Both men met their future bosses while reporting on their congressional campaigns.
Piatt covered Love’s unsuccessful 2012 race and her victorious campaign in 2014. He interviewed Love in Washington shortly after her election, and she asked him to be her communications director while he was setting up his equipment for the interview.
The reporter said he wasn’t easy to convince. The incoming freshman followed up, and he eventually had dinner with Love and her husband to discuss the opportunity.
“She told me a story that she tells in stump speeches a lot. … One of her kids had the opportunity to go up in a hot air balloon and passed because he was afraid,” Piatt said. “So she went up anyway without him. And when they landed he said, ‘Oh, that looks like a lot of fun, now I want a turn.’ But by then the conditions had changed and they weren’t able to go back up again. Then she told me, ‘This is a lesson to you. Opportunities come and go. Windows open and close. This is a unique opportunity for you, and I hope you’ll take it.’”

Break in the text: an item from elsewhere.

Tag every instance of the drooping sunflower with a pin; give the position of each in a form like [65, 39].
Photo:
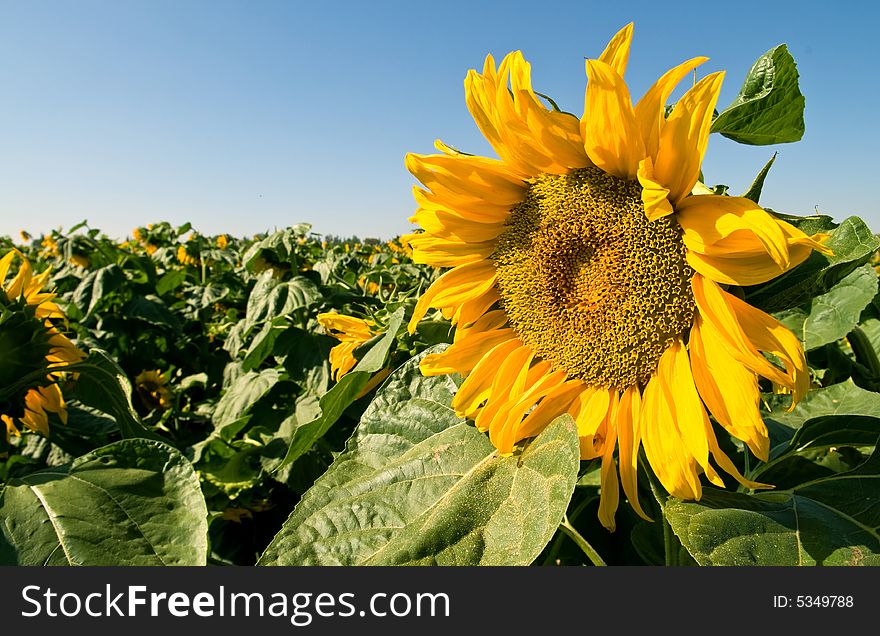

After conferring with friends from both political parties, he finally agreed.
For Piatt, the offer of a new job came at the right time. He was frustrated with journalism after taking a pay cut, losing his Sunday morning talk show and being placed back on a general assignment, rather than the politics, beat.
“I got in the hot air balloon. Now let’s see where it’ll carry me,” he said with a laugh.
Saylor was also looking for a change when he applied to work for Westerman.
“After two years of covering local politics and business, I was ready to move on and try something new,” Saylor said.
He reported for a hyper-local news website in Arkansas, where he covered Westerman’s race. The day after Westerman won, Saylor took a chance and gave the congressman-elect his résumé.
“This is a different path than I thought I would go, but I’m really happy with it,” Saylor said. “If I were to go back to journalism at some point, it would give me an inside look at how this works.”
Piatt also thinks this experience would benefit his reporting should he return to journalism, saying it “provides a new dimension that could be valuable to someone” later on.
The two former reporters said they think the reverse is true as well, that their journalism experience is beneficial in their new jobs.
“It definitely gives me an advantage in being able to find new methods to communicate with constituents,” Saylor said.
Piatt said his broadcast experience makes him a good coach for Love’s TV appearances, while his general reporting background improves his foresight.
“I think it’s turned out to be valuable for [Love] because I can give her a perspective to see things through, like what are we doing in the long term,” he said. “You can spout off about something, but you need to think about where this is going to lead you and whether saying this is going to pay off for you in the long game.”
Both men look fondly upon their past lives as journalists, but they have no plans to make another career change any time soon.
“Being a journalist, it never really leaves you,” Saylor said. “You’re always going to have the desire to cover the news and tell people what’s going on. That’s the great thing about being a comms director. You’re able to communicate with the people.”